I think your also need to explain to your H that hes doing his daughter no favours by encouraging this relationship.

If hes happy to see his D settle for a bum then maybe your better off getting your own place as you obviously have very diffrent morals.

Personally id pack CL bags and tell him to fuck off, i can imagine he thinks your H is a prize prick allowing him to take the piss out of him for as long as he has!

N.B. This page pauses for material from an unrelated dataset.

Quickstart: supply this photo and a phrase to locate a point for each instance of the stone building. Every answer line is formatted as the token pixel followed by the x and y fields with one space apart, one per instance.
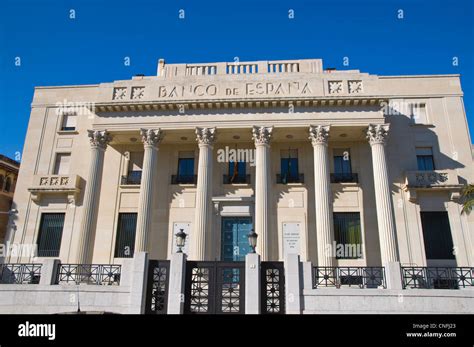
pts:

KarmaStar · 13/01/2018 13:19

Hi OP
Sorry you are in this awful predicament.your home is where you are supposed to feel secure and happy,yours isn't providing that and neither is your dh.
I guess you have thought all possible solutions and moving out is the last straw.
I wouldn't do it,it's your home.not this layabouts.he knows exactly what the issue is and probably hopes you do leave so he gets an even easier ride.
Your dh needs to realise that you need support and to throw this lump out.
If his dd is old enough to live with this guy as a couple in your home then she's old enough to make the decision to live with him elsewhere and doesn't need her dd to babysit her.
Can you talk to her?
Can he go back to his parents?
You could go to the local council and confirm with them you are making him homeless and perhaps they will provide him with emergency accommodation.
Your dh must listen to you,an ultimatum is a brave thing to do but heart breaking if he chooses them.
Is this really what he wants for his dd?can he not see this lump is happy to leach off you and probably is taking your dad wages too.
You could try showing him the responses on here to see that he is being entirely unfair and encouraging this lump to sit on his backside all day.
If he found single accommodation at the YMCA or salvation army,where she couldn't actually go,then everyone would be happier?be worth a try.
I really feel for you OP,but be very careful before you lose your home especially with your own dc to care for.Flowers

uptotheneckinit · 13/01/2018 13:20

Yes my DH is disappointed about him, Im sure if he worked, payed his way and helped out, i wouldn't be so angry about him. My older DD had her BF live with us for a while until they saved some money, they were here for two months, and I hardly saw them because they worked all hours to get the overtime to save the money, they moved into their own home are both happily married now. They did everything we asked of them, and more. I hoped we could of given my DH, DD the same opportunity, but we are not getting the same return!

OP posts:
KarmaStar · 13/01/2018 13:21

Your dd wages too....

uptotheneckinit · 13/01/2018 13:30

I will be making sure that anything i do my DCs are happy with it. If they are not we will discuss it and try to come to a compromise.